“Dole Abandons Vegetable Unit Sale”

The proposed sale of Dole Foods’ fresh vegetables division to Fresh Express, a subsidiary of US-based Chiquita, has been halted, following preventative action by US regulators. The original agreement between Dublin-based Dole Foods and Fresh Express, which was set to be around €271 million ($293 million), was initiated in January of the previous year and was awaiting regulatory approval when discontinuation occurred.

Despite Dole’s assertion that the transaction would have increased competition and instigated a chain of benefits for all parties involved, the company expressed confidence in the possibility of an alternate solution benefitting their fresh vegetables division’s stakeholders and their shareholders.

With the deal being voluntarily terminated, neither party is obligation to pay a termination fee. In recent years, regulators in the US have cultivated a stringent approach towards mergers and acquisitions, possessing the potential to stifle competition and curb consumer choices. An instance of this was seen earlier this month, as the proposed multi-billion-dollar merger between JetBlue and Spirit airlines was scrapped subsequent to the US Department of Justice’s lawsuit against the merger.

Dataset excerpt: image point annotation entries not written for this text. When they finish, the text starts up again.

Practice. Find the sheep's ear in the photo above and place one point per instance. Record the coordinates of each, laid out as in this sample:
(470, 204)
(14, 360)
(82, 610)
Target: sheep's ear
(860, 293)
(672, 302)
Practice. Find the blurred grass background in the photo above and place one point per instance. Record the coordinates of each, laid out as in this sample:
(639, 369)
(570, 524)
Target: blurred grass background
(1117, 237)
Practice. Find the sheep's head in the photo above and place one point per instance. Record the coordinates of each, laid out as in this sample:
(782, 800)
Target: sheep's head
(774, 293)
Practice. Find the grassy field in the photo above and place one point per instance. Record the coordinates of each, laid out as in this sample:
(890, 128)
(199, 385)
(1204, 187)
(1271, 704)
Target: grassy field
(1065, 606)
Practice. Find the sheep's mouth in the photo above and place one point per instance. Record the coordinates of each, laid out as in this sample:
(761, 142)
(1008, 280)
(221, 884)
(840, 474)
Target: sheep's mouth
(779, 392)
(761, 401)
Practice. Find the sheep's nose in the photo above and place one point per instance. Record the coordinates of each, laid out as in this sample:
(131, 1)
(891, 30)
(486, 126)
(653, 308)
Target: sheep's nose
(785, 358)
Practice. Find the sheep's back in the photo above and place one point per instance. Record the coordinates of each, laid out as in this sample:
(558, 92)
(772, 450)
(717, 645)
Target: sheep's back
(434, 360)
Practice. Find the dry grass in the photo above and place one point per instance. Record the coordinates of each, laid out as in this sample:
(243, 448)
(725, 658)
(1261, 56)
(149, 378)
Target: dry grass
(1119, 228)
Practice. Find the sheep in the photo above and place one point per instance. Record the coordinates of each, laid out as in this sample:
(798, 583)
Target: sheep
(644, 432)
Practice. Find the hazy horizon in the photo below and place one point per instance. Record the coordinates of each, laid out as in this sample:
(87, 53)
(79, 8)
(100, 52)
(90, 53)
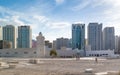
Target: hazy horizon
(54, 17)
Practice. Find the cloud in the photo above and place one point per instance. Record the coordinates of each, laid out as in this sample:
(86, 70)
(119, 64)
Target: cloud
(59, 25)
(59, 1)
(81, 6)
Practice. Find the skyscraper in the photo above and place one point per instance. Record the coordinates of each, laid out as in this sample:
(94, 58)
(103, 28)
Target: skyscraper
(1, 33)
(116, 43)
(95, 36)
(109, 38)
(24, 37)
(78, 36)
(9, 34)
(62, 42)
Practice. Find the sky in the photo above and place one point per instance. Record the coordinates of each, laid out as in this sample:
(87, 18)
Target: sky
(54, 17)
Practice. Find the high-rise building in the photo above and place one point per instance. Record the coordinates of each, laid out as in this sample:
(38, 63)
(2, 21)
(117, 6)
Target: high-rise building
(24, 37)
(34, 43)
(78, 36)
(1, 33)
(48, 44)
(62, 42)
(95, 36)
(108, 38)
(5, 44)
(9, 34)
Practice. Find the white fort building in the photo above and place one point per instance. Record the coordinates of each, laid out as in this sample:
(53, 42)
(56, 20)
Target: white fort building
(41, 51)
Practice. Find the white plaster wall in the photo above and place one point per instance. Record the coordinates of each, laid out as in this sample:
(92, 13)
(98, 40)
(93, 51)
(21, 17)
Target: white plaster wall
(19, 52)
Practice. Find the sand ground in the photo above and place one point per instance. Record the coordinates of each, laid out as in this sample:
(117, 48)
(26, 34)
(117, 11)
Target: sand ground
(67, 66)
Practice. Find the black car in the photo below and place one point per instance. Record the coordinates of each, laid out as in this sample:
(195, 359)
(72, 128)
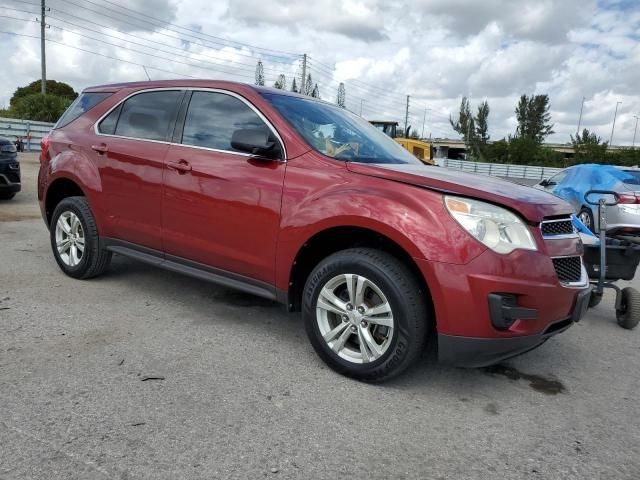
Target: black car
(9, 170)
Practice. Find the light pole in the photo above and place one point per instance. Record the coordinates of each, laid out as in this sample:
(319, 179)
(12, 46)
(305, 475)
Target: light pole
(580, 118)
(424, 119)
(614, 124)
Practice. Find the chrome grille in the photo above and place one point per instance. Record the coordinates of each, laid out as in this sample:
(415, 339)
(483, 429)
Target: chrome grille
(552, 228)
(568, 269)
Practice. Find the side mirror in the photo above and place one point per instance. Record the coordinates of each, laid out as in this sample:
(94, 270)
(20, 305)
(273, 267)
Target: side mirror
(256, 141)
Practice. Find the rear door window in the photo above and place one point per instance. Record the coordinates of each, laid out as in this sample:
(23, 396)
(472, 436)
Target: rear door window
(213, 117)
(147, 116)
(82, 104)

US regulators considered the termination of the Dole-Fresh Express deal to be a preservation of competitive prices and product availability in the kitchen essentials category. Assistant attorney general of the US, Jonathan Kanter, remarked in a released statement that the potential merger threatened to increase grocery prices for staple products, consumed by an overwhelming 85% of American consumers, due to reducing the competition landscape from three to two.

According to the Department of Justice, yearly spending on packaged salad by customers and grocery chains amounts to an impressive $3.2 billion.

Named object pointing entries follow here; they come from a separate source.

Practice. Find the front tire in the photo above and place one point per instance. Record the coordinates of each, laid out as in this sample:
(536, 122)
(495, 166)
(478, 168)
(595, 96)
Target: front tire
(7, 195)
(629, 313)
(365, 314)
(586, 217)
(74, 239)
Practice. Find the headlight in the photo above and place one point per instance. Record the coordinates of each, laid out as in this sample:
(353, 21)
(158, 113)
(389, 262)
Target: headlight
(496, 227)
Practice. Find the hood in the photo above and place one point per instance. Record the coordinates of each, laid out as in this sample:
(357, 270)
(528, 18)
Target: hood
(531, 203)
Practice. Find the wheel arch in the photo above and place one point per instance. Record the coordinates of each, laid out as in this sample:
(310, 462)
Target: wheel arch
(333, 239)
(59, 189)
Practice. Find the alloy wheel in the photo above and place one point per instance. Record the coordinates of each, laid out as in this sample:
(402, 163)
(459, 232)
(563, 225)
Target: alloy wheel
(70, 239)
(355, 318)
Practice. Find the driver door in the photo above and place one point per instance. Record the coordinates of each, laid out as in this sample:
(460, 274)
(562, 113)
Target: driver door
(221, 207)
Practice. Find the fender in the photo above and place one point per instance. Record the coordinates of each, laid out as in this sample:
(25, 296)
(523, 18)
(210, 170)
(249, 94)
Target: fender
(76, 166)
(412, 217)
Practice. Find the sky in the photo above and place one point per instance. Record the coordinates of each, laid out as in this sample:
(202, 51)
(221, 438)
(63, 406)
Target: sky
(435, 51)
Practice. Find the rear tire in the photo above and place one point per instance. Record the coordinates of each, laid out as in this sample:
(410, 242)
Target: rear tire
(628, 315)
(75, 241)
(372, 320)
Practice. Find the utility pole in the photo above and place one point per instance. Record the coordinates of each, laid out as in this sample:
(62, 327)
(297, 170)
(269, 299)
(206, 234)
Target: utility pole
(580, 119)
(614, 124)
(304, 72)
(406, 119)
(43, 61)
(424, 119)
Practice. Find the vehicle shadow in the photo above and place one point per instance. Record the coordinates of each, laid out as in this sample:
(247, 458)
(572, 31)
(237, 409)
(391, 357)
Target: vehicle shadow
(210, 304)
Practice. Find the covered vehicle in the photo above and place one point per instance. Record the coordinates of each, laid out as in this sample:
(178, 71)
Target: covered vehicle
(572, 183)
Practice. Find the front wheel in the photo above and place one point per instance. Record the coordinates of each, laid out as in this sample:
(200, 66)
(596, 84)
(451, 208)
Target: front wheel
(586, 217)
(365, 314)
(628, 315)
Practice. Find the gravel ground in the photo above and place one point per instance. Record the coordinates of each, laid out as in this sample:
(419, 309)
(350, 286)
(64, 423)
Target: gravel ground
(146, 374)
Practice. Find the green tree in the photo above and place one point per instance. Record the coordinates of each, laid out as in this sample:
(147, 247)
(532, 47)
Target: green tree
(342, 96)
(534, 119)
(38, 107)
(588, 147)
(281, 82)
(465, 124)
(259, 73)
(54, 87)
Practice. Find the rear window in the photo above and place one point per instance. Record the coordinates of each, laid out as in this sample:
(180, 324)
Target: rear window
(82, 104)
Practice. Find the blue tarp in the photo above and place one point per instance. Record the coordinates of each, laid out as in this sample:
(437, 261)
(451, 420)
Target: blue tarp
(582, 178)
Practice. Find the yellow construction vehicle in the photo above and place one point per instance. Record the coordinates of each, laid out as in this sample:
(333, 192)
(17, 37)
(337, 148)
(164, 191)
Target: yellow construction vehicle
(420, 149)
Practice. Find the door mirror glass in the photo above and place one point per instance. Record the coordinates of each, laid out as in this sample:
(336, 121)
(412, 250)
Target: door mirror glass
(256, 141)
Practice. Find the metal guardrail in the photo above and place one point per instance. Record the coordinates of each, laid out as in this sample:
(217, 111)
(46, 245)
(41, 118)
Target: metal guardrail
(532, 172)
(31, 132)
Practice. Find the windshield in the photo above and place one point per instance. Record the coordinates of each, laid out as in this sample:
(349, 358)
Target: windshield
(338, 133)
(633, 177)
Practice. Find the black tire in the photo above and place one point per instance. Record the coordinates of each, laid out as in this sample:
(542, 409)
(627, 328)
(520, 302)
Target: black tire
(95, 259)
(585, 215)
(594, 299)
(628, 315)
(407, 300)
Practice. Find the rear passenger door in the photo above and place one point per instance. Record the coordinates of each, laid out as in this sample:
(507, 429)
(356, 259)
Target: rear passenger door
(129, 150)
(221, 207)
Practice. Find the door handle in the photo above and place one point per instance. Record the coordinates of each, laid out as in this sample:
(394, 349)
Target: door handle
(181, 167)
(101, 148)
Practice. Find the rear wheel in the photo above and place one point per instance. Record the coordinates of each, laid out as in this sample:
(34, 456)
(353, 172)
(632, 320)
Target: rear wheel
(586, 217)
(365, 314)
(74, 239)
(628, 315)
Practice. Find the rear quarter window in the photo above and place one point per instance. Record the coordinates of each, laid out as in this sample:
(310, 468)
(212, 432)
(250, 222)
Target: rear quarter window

In 2021, the fresh vegetable division of Dole reported earnings of $1.3 billion as it declared its sale. Housing agricultural practices and four production facilities within the USA, the business employed over 3,000 staff at that point.

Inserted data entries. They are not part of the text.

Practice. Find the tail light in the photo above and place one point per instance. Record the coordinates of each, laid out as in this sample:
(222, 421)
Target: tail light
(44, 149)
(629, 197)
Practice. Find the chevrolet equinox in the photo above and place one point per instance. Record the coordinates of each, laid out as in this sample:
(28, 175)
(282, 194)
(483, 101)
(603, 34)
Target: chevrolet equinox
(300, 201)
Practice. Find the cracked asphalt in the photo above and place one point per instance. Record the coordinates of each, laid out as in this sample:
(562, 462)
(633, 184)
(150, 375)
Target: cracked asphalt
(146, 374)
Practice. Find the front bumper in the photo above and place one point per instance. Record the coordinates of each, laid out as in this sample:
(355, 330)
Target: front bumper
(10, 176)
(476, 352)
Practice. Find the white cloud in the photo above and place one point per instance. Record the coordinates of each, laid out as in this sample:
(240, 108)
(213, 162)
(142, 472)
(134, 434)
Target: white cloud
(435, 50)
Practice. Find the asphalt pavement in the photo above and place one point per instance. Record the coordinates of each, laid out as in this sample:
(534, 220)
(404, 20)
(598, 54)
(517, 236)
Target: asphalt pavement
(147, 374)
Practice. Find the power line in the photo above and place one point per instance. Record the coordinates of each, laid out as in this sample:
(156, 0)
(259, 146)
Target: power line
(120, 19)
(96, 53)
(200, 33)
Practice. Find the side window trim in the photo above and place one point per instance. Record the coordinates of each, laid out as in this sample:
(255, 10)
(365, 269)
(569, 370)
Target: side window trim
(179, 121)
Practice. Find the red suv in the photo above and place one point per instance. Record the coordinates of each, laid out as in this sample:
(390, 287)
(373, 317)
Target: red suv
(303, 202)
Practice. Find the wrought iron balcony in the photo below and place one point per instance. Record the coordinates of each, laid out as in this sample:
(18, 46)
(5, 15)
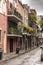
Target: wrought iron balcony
(14, 14)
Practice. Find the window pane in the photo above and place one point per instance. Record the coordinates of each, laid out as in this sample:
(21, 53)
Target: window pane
(0, 35)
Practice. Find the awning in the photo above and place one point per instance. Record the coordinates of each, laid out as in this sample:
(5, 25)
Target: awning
(28, 27)
(14, 18)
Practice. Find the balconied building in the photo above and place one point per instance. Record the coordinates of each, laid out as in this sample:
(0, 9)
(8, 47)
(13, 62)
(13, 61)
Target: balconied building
(10, 17)
(14, 14)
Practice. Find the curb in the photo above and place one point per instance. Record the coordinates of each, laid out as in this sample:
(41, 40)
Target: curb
(2, 62)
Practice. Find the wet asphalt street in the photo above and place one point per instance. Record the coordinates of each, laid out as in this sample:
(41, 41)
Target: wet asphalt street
(31, 58)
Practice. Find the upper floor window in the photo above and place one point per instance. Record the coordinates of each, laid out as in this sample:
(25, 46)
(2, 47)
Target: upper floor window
(0, 35)
(10, 5)
(0, 3)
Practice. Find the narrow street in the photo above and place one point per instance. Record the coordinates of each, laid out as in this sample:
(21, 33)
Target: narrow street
(30, 58)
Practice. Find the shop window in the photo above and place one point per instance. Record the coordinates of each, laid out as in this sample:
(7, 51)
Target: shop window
(10, 5)
(0, 35)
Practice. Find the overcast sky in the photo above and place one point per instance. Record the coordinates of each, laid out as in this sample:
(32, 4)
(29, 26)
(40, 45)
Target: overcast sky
(37, 4)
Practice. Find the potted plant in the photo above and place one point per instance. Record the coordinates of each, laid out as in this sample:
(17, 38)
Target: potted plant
(11, 30)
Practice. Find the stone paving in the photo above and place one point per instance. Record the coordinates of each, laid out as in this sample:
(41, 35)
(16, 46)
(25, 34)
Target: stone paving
(30, 58)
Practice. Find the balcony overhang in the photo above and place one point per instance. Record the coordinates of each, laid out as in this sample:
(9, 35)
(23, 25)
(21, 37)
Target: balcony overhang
(14, 18)
(13, 35)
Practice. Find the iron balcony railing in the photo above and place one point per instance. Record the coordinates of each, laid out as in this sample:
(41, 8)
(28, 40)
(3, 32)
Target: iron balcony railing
(17, 14)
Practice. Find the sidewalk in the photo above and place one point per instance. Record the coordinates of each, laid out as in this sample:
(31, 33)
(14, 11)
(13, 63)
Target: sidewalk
(9, 56)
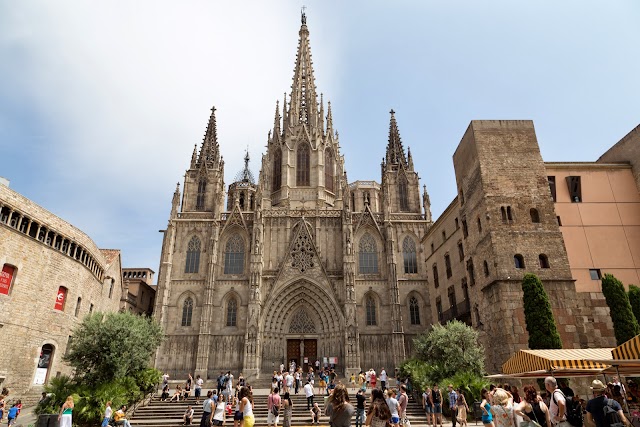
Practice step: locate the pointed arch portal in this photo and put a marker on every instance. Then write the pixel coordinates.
(303, 323)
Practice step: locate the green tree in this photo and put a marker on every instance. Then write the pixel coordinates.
(106, 347)
(543, 333)
(625, 325)
(634, 299)
(451, 348)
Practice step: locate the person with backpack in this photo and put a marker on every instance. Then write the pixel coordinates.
(602, 411)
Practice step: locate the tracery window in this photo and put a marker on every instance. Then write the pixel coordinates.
(277, 170)
(193, 256)
(328, 170)
(234, 255)
(409, 255)
(303, 165)
(371, 311)
(414, 311)
(202, 186)
(302, 324)
(403, 193)
(232, 312)
(187, 311)
(368, 255)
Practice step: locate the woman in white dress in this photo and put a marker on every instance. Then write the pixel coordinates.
(65, 418)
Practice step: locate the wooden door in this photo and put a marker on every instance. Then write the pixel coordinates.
(310, 352)
(293, 352)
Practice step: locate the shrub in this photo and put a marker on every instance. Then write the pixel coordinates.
(625, 325)
(543, 333)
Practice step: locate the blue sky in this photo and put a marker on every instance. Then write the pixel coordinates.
(101, 103)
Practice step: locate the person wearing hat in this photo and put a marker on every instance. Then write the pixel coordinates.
(595, 406)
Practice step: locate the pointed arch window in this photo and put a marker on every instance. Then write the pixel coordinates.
(368, 255)
(234, 255)
(193, 256)
(187, 311)
(277, 170)
(414, 311)
(328, 170)
(202, 188)
(232, 312)
(371, 311)
(303, 165)
(403, 193)
(409, 255)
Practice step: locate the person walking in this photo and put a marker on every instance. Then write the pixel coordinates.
(246, 406)
(198, 388)
(207, 410)
(65, 418)
(308, 391)
(107, 415)
(339, 410)
(360, 400)
(273, 408)
(383, 379)
(532, 408)
(596, 406)
(453, 398)
(436, 397)
(287, 410)
(379, 413)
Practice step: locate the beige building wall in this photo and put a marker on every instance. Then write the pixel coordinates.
(45, 253)
(602, 231)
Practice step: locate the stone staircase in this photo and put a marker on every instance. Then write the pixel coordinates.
(169, 414)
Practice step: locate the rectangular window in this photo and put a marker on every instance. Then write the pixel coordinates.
(61, 298)
(552, 186)
(6, 279)
(575, 189)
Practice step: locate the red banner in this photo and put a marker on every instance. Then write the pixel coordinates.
(6, 276)
(60, 297)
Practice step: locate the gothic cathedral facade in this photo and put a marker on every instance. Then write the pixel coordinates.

Established post an acquisition of Dole Food Company by Fyffes spin-out Total Produce, Dole has grown to become the world’s top provider of fresh produce and is guided from its base in Dublin, Ireland.

The company’s early afternoon stock in New York surged by 1% to $11.78, pushing its market value to almost $1.2 billion.
During the announcement of the fiscal results for Dole in 2023, Chief Executive Rory Byrne stated that there has been an ongoing enhancement in the core performance of the fresh vegetables division.